Beyond bizarre. In the tradition of "Ferocious Female Freedom Fighters" (1989), "What's Up Tiger Lily", and "Dead Men Don't Wear Plaid", Steve Oedekerk has taken Jimmy Wang Yu's kung fu film "Tiger And Crane Fist" (1977) and reworked it with different dialog and a host of special effects. The most fascinating aspect of the film is seeing Oedekerk digitally composited into the original footage, and that's really the only reason to watch the film.

Steve Oedekerk is The Chosen One - a man of incredible powers with a very peculiar tongue. He alone can avenge the death of his parents at the hands of Master Pain and put an end to the Evil Council. Like any kung fu classic, Chosen One confronts the villain, is soundly beaten, and barely escapes with his life. He then spends the majority of the film practicing and honing his skills for the inevitable rematch. There's also a love interest in the form of the lovely Tse Ling Ling. Master Pain (or Betty, as he prefers to be called) is eventually defeated by Chosen One and his tongue, but that's only the beginning of his troubles.

Like many parodies, this film looks like it was a lot of fun to make, but it's kind of painful to watch. Oedekerk's writing is absurd and lacks any real punch, relying instead on funny noises and juvenile quips to engage the audience. But at the same time, it's fascinating to see how he has carefully reconstructed the original film. Oedekerk is also surprisingly fit, and handles the kung fu scenes with flair. He's obviously an old school martial arts fan, and has done a fantastic job with capturing the style and spirit of the 1970's Shaw Brothers era of filmmaking.
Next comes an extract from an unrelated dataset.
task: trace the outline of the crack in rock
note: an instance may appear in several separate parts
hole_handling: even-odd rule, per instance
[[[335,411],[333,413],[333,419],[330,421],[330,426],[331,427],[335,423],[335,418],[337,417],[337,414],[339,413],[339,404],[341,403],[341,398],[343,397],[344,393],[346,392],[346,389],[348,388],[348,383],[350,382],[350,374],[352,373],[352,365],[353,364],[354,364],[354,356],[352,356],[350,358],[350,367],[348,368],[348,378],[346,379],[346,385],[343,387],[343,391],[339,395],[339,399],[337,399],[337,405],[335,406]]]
It also helps to have martial arts veterans like Steve Wang and Lau Kar Wing involved in the process. The effects, while low budget, are impressive and convincing, and both Bruce Branit and Jeremy Hunt of "405" fame lent their animation talent to the effort. While the writing may be stale and adolescent, "Kung Pow" is fun to watch with people who appreciate intentionally bad cinema.